Türkiye krizde değil; çünkü 2022’de yüzde 5.5, 2023’teyse -sanayi üretimindeki büyüme bu boyutta olmamakla birlikte- yüzde 4.5 büyüdü. Erdoğan’ın övündüğü de bu: “Büyüyoruz”! 2021’de de yüzde 11.4 büyümüştü Türkiye!
Evet, büyüyoruz, doğru! Türkiye ekonomisinin 2024’te yüzde 3 ile 3.5 oranında büyümesi öngörülüyor. Sadece hükümetin değil, IMF ve TÜSİAD’ın tahminleri de bu yönde.
Ekonomi krizde değil, büyüyor ve büyüme oranı yavaşlamakta olsa da, büyümeye devam edecek görünüyor. Sorun, bu büyümenin nasıl bir büyüme olduğunda!
Büyümede değil, bölüşümde; büyümenin nimetlerinin paylaşılmasında sorun var. Hem de büyük sorun.
Hükümet, özellikle seçimler öncesi “müjdeler” vermeyi adet edinmiştir. “Karadeniz’de doğal gaz bulundu”! Sonuncu “müjde” 11 Nisan’da geldi. Enerji ve Tabii Kaynaklar Bakanı, “Gabar’daki 33 kuyuda bugün itibarıyla 40 bin varillik günlük üretimi geçtik. Cumhuriyet tarihinin rekoru”!

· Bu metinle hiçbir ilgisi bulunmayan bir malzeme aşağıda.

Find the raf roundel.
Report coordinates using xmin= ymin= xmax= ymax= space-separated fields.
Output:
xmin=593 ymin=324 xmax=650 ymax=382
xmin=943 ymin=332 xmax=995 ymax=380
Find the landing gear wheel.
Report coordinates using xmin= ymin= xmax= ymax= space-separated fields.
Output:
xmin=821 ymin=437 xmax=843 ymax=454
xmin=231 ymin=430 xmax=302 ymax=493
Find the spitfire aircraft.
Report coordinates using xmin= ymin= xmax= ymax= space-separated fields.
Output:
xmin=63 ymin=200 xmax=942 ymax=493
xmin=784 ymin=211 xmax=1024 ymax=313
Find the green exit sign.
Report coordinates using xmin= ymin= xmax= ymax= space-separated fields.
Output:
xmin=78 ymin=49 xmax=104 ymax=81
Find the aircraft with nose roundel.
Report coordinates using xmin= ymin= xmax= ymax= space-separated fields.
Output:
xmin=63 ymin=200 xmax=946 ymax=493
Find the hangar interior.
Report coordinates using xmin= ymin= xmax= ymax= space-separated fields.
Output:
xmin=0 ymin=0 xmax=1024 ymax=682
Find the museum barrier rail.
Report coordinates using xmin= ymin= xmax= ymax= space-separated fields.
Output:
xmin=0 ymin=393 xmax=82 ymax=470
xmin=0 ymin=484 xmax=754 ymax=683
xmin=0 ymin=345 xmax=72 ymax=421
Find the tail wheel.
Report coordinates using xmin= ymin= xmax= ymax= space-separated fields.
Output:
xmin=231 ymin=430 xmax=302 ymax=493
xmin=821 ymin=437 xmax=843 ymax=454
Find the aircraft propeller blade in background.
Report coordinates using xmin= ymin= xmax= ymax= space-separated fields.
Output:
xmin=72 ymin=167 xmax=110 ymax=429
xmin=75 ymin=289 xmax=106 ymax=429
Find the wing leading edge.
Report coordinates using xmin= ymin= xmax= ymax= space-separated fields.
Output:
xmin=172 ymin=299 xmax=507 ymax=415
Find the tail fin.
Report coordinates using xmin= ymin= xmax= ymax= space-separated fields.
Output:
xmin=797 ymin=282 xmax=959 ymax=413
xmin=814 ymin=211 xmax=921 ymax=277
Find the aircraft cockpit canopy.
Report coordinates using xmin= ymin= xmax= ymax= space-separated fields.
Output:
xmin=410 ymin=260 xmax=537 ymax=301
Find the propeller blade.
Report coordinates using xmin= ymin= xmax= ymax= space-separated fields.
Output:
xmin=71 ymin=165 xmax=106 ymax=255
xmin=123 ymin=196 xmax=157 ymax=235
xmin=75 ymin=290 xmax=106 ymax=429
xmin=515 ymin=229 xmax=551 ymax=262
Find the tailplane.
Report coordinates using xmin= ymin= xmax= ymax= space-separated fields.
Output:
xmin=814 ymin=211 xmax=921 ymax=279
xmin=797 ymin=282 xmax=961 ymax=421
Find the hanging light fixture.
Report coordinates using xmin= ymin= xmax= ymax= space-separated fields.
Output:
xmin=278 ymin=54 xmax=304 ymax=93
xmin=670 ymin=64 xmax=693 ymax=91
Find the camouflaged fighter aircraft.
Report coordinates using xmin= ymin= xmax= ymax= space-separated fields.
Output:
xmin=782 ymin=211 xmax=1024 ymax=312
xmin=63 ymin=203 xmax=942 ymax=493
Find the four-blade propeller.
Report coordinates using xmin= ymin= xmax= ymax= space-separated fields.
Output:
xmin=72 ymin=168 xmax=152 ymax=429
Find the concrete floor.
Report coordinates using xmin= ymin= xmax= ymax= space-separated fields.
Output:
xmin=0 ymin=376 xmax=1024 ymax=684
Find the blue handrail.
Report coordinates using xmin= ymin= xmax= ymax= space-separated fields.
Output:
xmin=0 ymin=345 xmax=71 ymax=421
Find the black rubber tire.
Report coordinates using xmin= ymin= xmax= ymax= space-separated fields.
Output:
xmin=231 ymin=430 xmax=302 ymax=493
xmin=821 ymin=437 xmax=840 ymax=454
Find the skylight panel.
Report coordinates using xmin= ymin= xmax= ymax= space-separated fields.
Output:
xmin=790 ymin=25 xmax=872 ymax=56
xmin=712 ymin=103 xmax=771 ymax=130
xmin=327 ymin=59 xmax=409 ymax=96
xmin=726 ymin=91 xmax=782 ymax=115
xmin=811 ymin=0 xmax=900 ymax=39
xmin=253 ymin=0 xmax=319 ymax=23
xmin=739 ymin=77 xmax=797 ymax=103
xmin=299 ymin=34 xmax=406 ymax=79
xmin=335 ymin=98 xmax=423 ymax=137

Eee… Sanki -haberler doğru olsa bile- işçi ve emekçiler elde edilecek gelirlerin ucundan olsun koklayacak! Olası gelirler, köprü ve yollardan geçenden de geçmeyenden de toplanan, yetmeyince hazineden karşılanan gelirler gibi, doğrudan sermayenin kasasına aktarılıyor. Şimdiye kadar hep böyle oldu. Bu ancak bir işçi iktidarında değişebilir.
Sorun şurada ki; emeğin, işçi ve emekçilerin büyümeden aldığı pay aynı kalmak bir yana sürekli azalıyor. Hem de büyük bir hızla. 2020 sonuyla 2022’nin haziranı arasındaki 1.5 yılda örneğin, iş gücü ödemelerinin milli gelirdeki payı yüzde 31.9’dan yüzde 25.4’e geriledi. 1.5 yılda 6.5 puanlık gerileme!.. İşçi ve emekçiler 1.5 yıl içinde, yaklaşık 1/3’üne sahip oldukları milli gelirin 1/4’ünü elde edebilir oldular. Sorun burada, Türkiye’nin büyüyüp büyümemesi ya da krizde olup olmamasında değil!